THE VALUE OF JUDICIAL TIME

The legislature sessions cost a huge sum to the state exchequer and the main purpose is the enactment of laws. There are numerous occasions when the other businesses of the session are transacted upon and there is not much time left for the discussion on the bills tabled and is passed in haste. Sometimes it is kept in the legislative loop for long periods of time. What damage this pendency does to the concerned sector is unimaginable. The presumption is that these are well thought issues, urgently required and already legally vetted . The environment that develops is not conducive to thinking of law as a dynamic tool for the orderly functioning of society, economy and polity. The legal regime has to be in tune with the times and deliver. For the legislative time and attention wasted, the nation has to pay heavily.

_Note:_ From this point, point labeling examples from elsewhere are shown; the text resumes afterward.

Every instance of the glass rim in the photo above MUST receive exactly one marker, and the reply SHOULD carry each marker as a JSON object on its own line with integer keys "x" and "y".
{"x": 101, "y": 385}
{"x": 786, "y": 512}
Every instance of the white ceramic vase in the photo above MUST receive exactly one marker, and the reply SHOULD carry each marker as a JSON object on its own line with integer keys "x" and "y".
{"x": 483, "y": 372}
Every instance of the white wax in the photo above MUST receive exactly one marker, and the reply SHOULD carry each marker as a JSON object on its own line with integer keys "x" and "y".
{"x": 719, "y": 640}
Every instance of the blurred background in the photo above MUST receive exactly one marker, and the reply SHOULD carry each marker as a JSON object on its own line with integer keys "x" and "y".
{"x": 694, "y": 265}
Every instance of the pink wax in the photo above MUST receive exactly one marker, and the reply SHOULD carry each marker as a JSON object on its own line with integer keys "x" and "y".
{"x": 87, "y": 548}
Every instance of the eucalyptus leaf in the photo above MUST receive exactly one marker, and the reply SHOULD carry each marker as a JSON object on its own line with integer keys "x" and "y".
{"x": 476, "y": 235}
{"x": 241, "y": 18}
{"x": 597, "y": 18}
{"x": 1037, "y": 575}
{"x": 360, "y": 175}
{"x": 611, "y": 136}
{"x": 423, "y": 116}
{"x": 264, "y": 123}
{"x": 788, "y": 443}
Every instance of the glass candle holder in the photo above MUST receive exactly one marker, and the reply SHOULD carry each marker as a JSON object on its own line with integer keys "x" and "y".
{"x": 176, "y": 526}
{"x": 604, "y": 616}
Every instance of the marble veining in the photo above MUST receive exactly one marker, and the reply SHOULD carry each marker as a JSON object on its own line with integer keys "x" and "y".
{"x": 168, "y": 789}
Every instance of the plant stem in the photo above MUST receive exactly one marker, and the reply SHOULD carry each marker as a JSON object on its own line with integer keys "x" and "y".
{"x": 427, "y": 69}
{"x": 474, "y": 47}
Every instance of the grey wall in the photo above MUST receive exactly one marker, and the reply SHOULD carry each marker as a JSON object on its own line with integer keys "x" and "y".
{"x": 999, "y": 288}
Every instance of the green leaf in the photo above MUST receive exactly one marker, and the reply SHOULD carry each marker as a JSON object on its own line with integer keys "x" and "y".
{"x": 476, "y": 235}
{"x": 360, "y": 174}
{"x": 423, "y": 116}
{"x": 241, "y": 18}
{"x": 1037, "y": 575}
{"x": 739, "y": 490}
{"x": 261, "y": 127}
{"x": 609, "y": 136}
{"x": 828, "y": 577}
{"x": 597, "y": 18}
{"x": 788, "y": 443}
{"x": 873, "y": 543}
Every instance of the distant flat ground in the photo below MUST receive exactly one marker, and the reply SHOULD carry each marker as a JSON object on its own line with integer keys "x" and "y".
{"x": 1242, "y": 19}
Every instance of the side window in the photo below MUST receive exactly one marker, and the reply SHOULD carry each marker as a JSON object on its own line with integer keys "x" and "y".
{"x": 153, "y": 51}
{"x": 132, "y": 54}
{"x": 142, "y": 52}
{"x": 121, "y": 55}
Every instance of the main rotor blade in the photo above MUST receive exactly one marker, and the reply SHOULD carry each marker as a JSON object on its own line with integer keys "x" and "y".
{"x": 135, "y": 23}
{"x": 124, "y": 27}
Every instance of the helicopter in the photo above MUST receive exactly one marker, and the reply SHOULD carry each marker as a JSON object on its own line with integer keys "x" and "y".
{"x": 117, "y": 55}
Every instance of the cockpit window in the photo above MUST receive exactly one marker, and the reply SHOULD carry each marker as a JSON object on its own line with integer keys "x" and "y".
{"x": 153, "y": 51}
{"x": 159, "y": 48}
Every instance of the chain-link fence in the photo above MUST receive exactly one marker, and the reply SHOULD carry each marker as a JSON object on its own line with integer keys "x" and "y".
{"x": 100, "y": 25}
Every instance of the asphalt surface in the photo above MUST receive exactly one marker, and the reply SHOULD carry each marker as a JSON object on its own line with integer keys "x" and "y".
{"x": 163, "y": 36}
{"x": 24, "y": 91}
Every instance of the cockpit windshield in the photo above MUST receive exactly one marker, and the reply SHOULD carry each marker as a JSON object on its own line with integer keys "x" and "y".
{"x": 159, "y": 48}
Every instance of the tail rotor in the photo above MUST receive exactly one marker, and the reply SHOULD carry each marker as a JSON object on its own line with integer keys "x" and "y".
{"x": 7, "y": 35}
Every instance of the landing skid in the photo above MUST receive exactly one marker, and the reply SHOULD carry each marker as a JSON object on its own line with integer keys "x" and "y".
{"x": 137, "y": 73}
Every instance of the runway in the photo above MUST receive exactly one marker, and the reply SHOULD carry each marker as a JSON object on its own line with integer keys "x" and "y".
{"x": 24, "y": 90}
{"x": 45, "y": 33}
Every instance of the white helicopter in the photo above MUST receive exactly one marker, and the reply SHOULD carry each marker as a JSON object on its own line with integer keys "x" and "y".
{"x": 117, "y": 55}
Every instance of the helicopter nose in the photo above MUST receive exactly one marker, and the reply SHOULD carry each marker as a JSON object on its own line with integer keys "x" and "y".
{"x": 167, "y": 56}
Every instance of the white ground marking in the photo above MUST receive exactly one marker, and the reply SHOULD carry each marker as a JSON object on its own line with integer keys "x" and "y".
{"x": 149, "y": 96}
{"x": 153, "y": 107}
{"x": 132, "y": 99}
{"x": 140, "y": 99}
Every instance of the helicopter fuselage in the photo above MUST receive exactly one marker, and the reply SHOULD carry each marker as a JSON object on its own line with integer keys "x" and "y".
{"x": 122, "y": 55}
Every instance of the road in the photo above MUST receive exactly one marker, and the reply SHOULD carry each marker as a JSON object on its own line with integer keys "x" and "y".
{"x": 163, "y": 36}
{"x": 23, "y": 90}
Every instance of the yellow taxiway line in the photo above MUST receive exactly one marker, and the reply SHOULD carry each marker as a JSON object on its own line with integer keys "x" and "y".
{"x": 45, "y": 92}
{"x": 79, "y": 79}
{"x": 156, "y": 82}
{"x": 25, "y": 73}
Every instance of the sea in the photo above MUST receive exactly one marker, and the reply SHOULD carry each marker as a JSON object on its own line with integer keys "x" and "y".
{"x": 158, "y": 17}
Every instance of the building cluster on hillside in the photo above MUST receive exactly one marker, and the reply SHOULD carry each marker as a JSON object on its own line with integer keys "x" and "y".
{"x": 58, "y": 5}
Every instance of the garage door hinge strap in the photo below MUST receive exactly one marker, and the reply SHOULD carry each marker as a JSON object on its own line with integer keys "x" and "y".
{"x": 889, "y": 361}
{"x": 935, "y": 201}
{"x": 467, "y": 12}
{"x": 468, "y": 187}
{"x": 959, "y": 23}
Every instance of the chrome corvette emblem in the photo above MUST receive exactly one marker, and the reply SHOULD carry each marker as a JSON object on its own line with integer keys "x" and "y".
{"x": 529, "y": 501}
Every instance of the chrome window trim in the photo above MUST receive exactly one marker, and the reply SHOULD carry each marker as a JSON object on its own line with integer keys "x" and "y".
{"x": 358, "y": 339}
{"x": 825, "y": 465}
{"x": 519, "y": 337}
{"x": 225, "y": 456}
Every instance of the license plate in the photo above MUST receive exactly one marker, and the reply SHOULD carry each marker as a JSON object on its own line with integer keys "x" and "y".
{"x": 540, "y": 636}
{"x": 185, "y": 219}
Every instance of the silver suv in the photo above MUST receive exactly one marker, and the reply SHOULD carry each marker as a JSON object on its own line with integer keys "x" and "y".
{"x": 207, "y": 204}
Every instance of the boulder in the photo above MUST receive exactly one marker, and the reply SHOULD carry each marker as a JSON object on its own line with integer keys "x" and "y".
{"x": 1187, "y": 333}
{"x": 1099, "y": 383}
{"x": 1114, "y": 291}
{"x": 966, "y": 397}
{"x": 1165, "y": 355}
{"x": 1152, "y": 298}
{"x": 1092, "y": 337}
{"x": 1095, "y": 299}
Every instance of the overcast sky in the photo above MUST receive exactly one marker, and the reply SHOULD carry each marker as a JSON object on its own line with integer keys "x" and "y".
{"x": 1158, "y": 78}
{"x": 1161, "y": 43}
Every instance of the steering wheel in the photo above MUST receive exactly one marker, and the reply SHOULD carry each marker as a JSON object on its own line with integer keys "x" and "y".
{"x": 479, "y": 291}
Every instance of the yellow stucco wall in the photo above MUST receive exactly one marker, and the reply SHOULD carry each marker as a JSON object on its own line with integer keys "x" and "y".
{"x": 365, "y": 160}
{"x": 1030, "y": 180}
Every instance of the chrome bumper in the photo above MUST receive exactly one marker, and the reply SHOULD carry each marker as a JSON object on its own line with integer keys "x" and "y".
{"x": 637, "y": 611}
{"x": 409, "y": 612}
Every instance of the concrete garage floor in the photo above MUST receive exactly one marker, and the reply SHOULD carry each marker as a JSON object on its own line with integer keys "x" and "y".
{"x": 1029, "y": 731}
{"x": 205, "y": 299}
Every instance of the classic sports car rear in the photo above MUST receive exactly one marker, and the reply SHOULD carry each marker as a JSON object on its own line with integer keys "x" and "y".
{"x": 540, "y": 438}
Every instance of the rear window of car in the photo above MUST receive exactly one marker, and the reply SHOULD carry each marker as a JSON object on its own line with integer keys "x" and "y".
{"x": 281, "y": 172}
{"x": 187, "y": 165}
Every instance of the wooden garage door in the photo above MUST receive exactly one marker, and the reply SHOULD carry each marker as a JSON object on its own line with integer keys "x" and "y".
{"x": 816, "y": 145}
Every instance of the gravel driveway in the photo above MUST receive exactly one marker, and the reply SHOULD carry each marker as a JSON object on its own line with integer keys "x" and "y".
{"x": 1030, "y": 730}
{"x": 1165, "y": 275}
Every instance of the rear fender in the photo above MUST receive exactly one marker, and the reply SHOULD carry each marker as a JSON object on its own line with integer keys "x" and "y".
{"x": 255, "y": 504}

In the very same manner judicial time is extremely precious, more so of the High Courts and the Supreme Court of India. The pendency and the vacancies adds to the woes. Justice delayed is justice denied. Same as in the case of the legislative time, in the very same manner, the waste of time of the higher judiciary, is a waste of a national asset . Waste of judicial time pertains to the cases related to the legislature and the executive, which should not have arisen in the first place. The constitution has provided that level of clarity and its practitioners have all the capability and the acumen to sort it out amongst themselves based on the laws, procedures and established conventions. If that in not adhered to, which is the norm, then there is something more than what meets the eye.

Given the COVID-19 situational limitations, we should value the judicial time even more. We talk about professionalism from our rooftops and we are not even aware of the basic principle of jurisdiction in the registration of a criminal case. Issues pertaining to a criminal case as and when it emanates are investigated with the original case. That two police organisations / leadership can talk only through the media is a serious slap on the operational viability of police in this country and the whole country being one investigative domain. Even stranger is that an officer who was supposed to supervise the investigation of second case was forced into quarantine. That issues cannot be sorted out between two democratically elected governments does not bode well.

Jumping off the executive rails, the aggrieved parties land in the Supreme Court. The precious judicial time which could have have been better used for long pending cases and deciding cases having a far reaching impact. The case in question lands in the Supreme Court because of a nasty wrangling which is very evident. Can this allowed to happen? In a case from a different state valuable judicial time was wasted because of a dissenting DyCM staking his claim to the CM’s gaddi, with the flocks of MLAs being herded from one hotel to another resort, during the pandemic. This is the pathetic state of affairs of the custodians of legislature. The issues of avarice and insatiable urge for power has been transformed into a constitutional crisis and left at the Supreme Court’s door. We have also witnessed a midnight hearing in a similar case last year.

DO AVOIDABLE CASES HAVE THE RIGHT TO EAT UP VALUABLE JUDICIAL TIME.